Educational Freedom Accounts Part 2:

Updated: 4 days ago

Letter to the Editor:


This letter provides additional information about Education Freedom Accounts (EFA). Part 1 was published May30, 2024 in the Granite State News. 

The first year EFA families received $3,500 per student from the state, via the Children’s Scholarship Fund. In this, the third year on average students receive $5,255. At this rate of increase where will we be in 10 years? Note, I have been told our state legislature did not approve the proposed increase in adequacy education grants to public schools. So ETA recipients are receiving more than public schools receive from the state.


As well, families can apply for additional funds along with their EFA, including EFA’s supplemental Free or Reduced Price Meal Grant (FRPM). Of the students receiving EFAs this year, about 44 percent are enrolled in free or reduced price lunch program. These families make below 185 percent of the federal poverty level, or $55,500 for a family of four. (Note again, you do not need to file a tax return to qualify for an EFA in which case income verification is unclear.) As well, some EFA recipients, 6.3 percent this year, receive additional state funding for special education services.


4,211 New Hampshire students are participating in the Education Freedom Account program in 2023-4, the program's third year. This is a 158 percent jump from the first year’s enrollment. In total, the state spent $22.1 million toward EFAs this year, up from $8.1 million in 2021-2022 and $14.7 million in 2022-2023. Again, where will we be in 10 years?


Plus, among the 4,211 students receiving EFAs (this year 1,577 are new to the program and 2,634 returning) there is a significant portion who have never been in public school or were already in private school. All these students represent an added cost to the state and thus to us the taxpayers.

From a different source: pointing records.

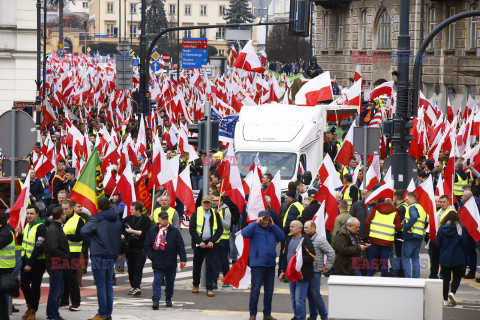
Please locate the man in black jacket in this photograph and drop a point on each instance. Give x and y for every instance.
(57, 261)
(135, 228)
(298, 284)
(205, 229)
(162, 244)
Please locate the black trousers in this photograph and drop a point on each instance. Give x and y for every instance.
(136, 261)
(31, 281)
(71, 288)
(209, 255)
(458, 272)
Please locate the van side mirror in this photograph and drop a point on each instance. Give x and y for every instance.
(306, 178)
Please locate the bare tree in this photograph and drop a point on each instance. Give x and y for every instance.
(285, 48)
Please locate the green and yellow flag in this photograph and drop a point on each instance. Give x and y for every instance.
(89, 186)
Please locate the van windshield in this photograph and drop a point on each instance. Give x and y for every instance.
(270, 162)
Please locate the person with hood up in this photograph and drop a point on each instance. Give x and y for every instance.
(102, 232)
(451, 241)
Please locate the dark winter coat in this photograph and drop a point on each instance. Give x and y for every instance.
(165, 259)
(452, 245)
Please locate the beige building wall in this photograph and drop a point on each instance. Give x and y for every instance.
(104, 16)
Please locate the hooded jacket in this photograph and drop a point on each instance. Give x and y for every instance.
(383, 208)
(451, 241)
(102, 232)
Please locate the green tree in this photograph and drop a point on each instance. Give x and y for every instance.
(238, 11)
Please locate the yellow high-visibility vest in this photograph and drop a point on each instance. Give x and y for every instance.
(226, 233)
(200, 220)
(70, 227)
(383, 227)
(170, 212)
(28, 243)
(419, 225)
(7, 255)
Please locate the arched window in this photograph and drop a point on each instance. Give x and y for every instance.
(384, 31)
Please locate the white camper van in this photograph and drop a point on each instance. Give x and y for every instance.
(283, 137)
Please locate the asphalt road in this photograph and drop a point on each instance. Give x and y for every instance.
(227, 303)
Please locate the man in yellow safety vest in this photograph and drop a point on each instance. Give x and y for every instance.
(205, 229)
(72, 229)
(413, 230)
(380, 227)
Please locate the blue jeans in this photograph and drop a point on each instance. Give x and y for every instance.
(265, 275)
(57, 278)
(378, 258)
(315, 300)
(411, 258)
(221, 263)
(298, 295)
(158, 275)
(103, 281)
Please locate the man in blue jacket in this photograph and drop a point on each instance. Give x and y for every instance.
(102, 232)
(263, 236)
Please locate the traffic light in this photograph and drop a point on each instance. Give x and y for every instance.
(197, 141)
(408, 136)
(201, 130)
(299, 18)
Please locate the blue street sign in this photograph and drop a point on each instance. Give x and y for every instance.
(194, 53)
(155, 66)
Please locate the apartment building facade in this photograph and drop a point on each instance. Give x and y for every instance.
(365, 33)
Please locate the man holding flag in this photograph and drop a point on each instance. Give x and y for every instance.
(296, 263)
(263, 237)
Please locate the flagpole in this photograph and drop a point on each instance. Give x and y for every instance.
(153, 202)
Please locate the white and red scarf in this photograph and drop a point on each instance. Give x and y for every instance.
(161, 239)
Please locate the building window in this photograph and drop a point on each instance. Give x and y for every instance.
(110, 28)
(340, 31)
(133, 30)
(220, 34)
(431, 24)
(451, 32)
(326, 21)
(364, 29)
(222, 11)
(384, 31)
(474, 30)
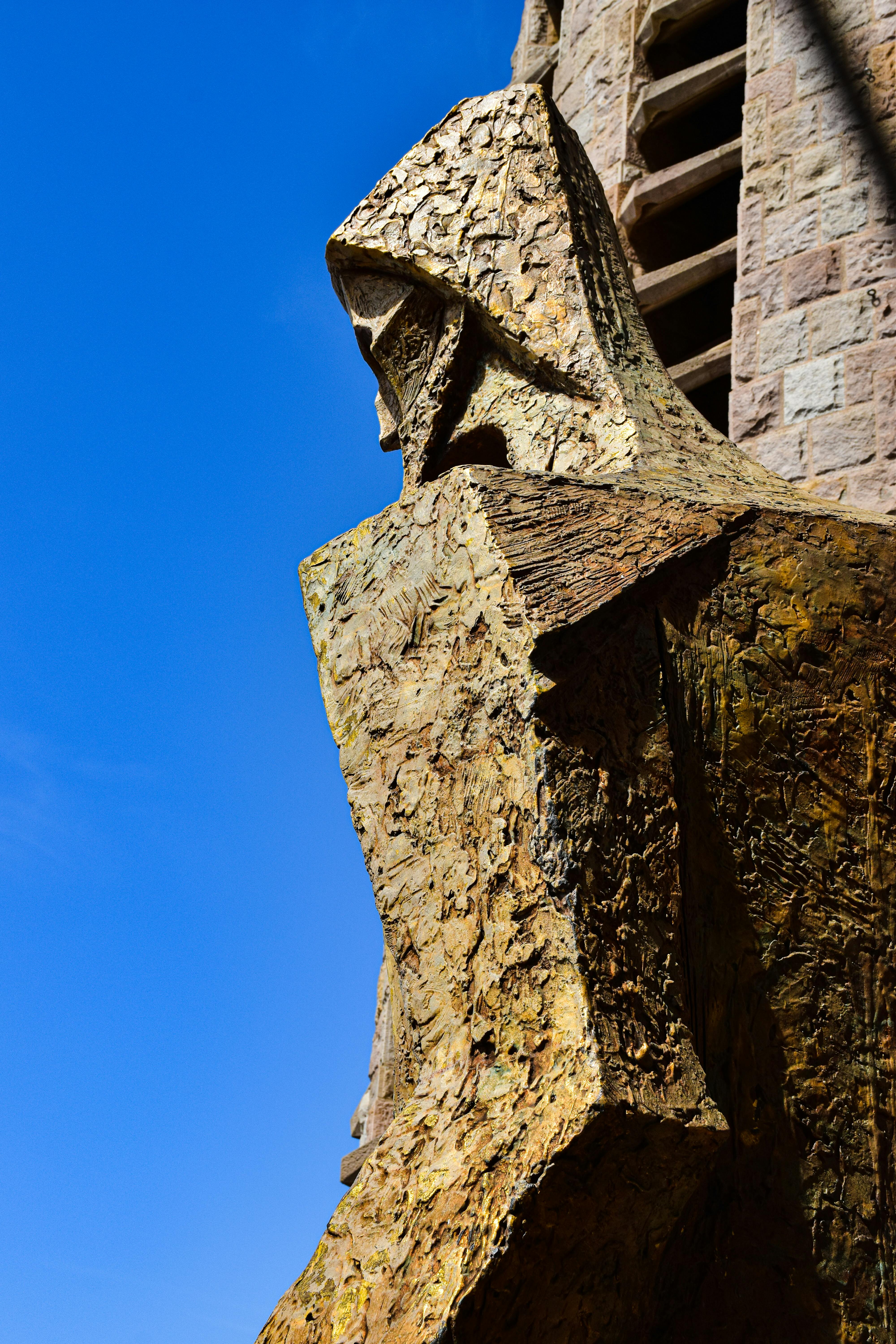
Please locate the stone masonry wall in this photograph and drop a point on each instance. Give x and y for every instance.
(815, 358)
(813, 351)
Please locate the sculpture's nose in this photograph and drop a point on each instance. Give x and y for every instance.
(398, 329)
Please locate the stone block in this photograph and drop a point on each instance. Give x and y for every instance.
(856, 49)
(886, 312)
(792, 232)
(875, 489)
(750, 236)
(784, 341)
(815, 72)
(768, 286)
(839, 323)
(756, 150)
(847, 15)
(812, 276)
(760, 37)
(839, 115)
(858, 159)
(777, 84)
(745, 327)
(885, 386)
(871, 259)
(754, 408)
(813, 389)
(785, 452)
(860, 368)
(793, 130)
(883, 204)
(843, 440)
(844, 212)
(792, 34)
(819, 169)
(773, 185)
(882, 62)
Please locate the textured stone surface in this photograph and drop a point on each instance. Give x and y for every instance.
(620, 745)
(836, 237)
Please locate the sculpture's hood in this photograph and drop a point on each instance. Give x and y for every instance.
(500, 204)
(496, 225)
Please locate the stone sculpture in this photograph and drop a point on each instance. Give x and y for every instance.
(616, 713)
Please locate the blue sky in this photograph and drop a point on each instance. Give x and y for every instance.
(190, 947)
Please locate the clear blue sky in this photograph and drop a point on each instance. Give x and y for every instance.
(189, 944)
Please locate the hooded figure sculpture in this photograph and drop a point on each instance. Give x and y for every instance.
(616, 712)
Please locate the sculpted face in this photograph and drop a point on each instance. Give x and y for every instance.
(450, 397)
(620, 748)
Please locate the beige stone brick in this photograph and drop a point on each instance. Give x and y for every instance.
(750, 236)
(756, 150)
(871, 259)
(792, 34)
(817, 169)
(785, 452)
(885, 384)
(745, 327)
(813, 389)
(754, 408)
(790, 232)
(839, 323)
(777, 84)
(882, 62)
(760, 29)
(773, 185)
(847, 15)
(812, 276)
(860, 368)
(858, 161)
(844, 212)
(856, 46)
(875, 489)
(883, 205)
(886, 312)
(843, 440)
(839, 115)
(793, 130)
(784, 341)
(815, 72)
(768, 286)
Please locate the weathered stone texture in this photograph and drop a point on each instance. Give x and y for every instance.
(831, 229)
(815, 216)
(618, 728)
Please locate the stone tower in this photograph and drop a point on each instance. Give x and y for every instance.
(742, 146)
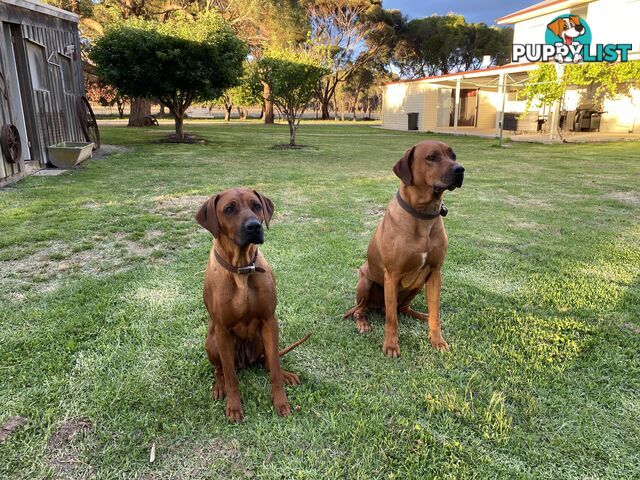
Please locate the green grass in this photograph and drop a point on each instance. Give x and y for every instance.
(102, 317)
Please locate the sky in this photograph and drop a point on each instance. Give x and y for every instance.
(473, 10)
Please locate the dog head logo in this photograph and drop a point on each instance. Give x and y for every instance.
(570, 34)
(567, 38)
(567, 28)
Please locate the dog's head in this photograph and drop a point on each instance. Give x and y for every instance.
(238, 214)
(430, 164)
(567, 28)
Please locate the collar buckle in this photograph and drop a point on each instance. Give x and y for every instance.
(248, 270)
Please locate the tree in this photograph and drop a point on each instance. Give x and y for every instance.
(357, 84)
(293, 76)
(264, 23)
(104, 95)
(339, 30)
(175, 62)
(438, 45)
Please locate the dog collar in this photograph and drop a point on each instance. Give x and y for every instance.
(246, 270)
(421, 215)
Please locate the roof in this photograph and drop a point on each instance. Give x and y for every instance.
(43, 8)
(547, 6)
(484, 72)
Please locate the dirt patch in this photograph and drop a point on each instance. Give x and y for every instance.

EFA funds are administered by the Children’s Scholarship Fund. They receive state monies and deposit those funds into accounts for each student, not to the educational institution/program they are attending/participating in. In fact recipients are not required to be registered in any school or education program.


It is not clear to me why, but if a homeschool family applies for an EFA they have to sign out of the state's homeschool program. As an EFA recipient, their day-to-day experience may continue to look the same except they do not report to an agency which reports to the NHDOE about each of their students. Instead, they report to the Children's Scholarship Fund. Rather than the homeschool family being responsible for retaining all records, the scholarship program is responsible for reporting receipt of the annual record of educational attainment - without any personally identifying information and reports that to the NHDOE. Since the CSF only provides aggregate data, the NHDOE does not have any information about the progress of individual students. This begs the question of accountability for those dollars and the students, but also this is apparently causing problems in the state's auditing process.